Note that although this sequence may resemble a HTTP request, ILMP is not to be regarded as a protocol that is partly based around the HTTP specification. This initial sequence was chosen only because it allows a more uniform ILCS implementations that serves both HTTP and ILMP clients.
outgoing_message := [pageview_id] \x002 "M" ([site] "|")? [rpc] (\x003 [param])* \x001 param := "p" [plain_text] | "j" [json] | "c" [callback_id]
Regular outgoing messages consist of an optional site specification, an rpc identifier and zero or more parameters. These parameters may contain one or more special references to locally coupled callback identifiers through the field callback_id.
incoming_message := 'm' [pageview_id] ( \x002 [callback_id] \x002 ((param \x004?)* \x003?)* )* \x001
Regular incoming messages contain a callback identifier issued by the client in an outgoing message. The client uses it to invoke the callback with the parameters supplied by in the message. Clients should keep track of all local callback identifiers; ILCS keeps track of all callback identifiers of all clients. Negative callback_ids have a special meaning:
-3: increment reference count on the callback_id specified as a parameter
-4: decrement reference count on the callback_id specified as a parameter
Invalidation of callbacks
Local callback identifiers should remain valid, even after the callback is invoked. The ILCS special callback -3 and -4 allow a client to determine when a callback is not necessary anymore and may be cleaned up. Reference counts should start at 1, such that associated callbacks can be cleaned up when they reach 0.

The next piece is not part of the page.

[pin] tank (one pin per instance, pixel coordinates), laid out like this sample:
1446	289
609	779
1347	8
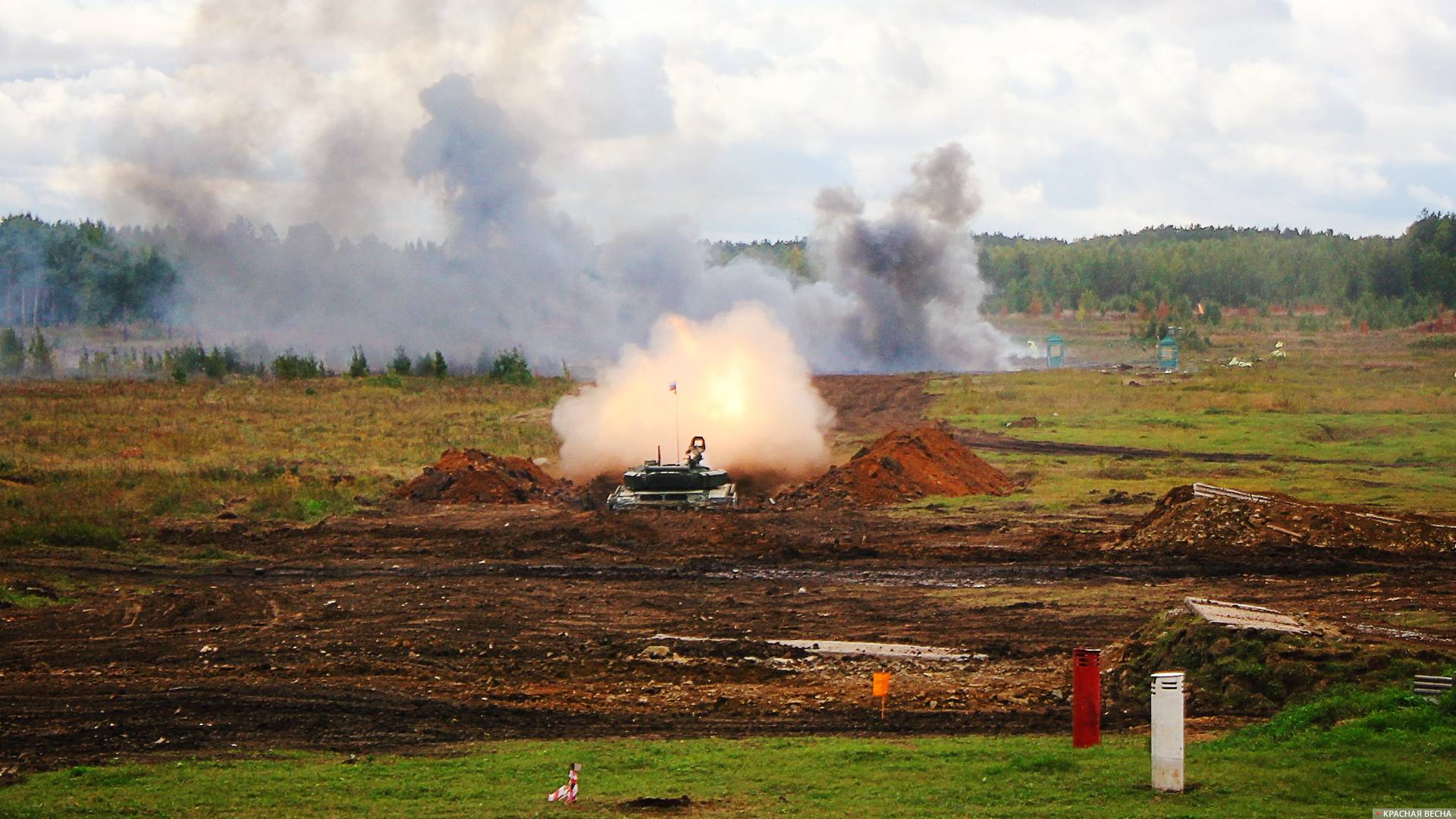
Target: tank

Both incoming and outgoing messages contain a pageview_id that identifies a session. Pageviews (sessions) are created implicitly when a client issues a command with an unknown pageview_id. Pageview identifiers are bound to a single ILMP connection and can effectively be used to multiplex multiple sessions over a single connection. All associated pageviews are destroyed once the connection is terminated (in other words, pageview identifiers can not be used to restore a session). Callback id's are unique per pageview, not necessarily per connection.
Incoming message sequence
The sequence_id field of incoming messages consists of an incrementing (and zero-wrapping) 16-bit unsigned integer, transferred as string. Clients should validate this sequence. The first incoming message has a sequence_id of 1.
Ping / pong
In order to detect connection drops more accurately, a client may regularly issue ping messages.
ping_message := "P" \x001
ILCS should respond with a pong message in a reasonable, but unspecified, time:
pong_message := [sequence_id] \x002 "P" \x001
The sequence_id increments similarly and transparently to regular incoming messages. When a client does not implement sending of ping messages, ILCS will never issue pong messages.
Protocol version mismatch
ILCS may, at any time, send a message indicating that the client's protocol version is outdated. This may be followed by a disconnect.
protocol_version_outdated_message := [sequence_id] \x002 "U" \x001
To prevent server congestion, clients should implement a strategy to delay reconnecting once a connection fails or is unexpectedly dropped. Clients may choose the strategy to use, but a reconnect delay in accordance with the following formula is suggested:
delay_in_seconds = min(60 * 10, 3 * ( 2 ^ (subsequent_connect_failures) ) )
This specification is released under the GNU Free Document License.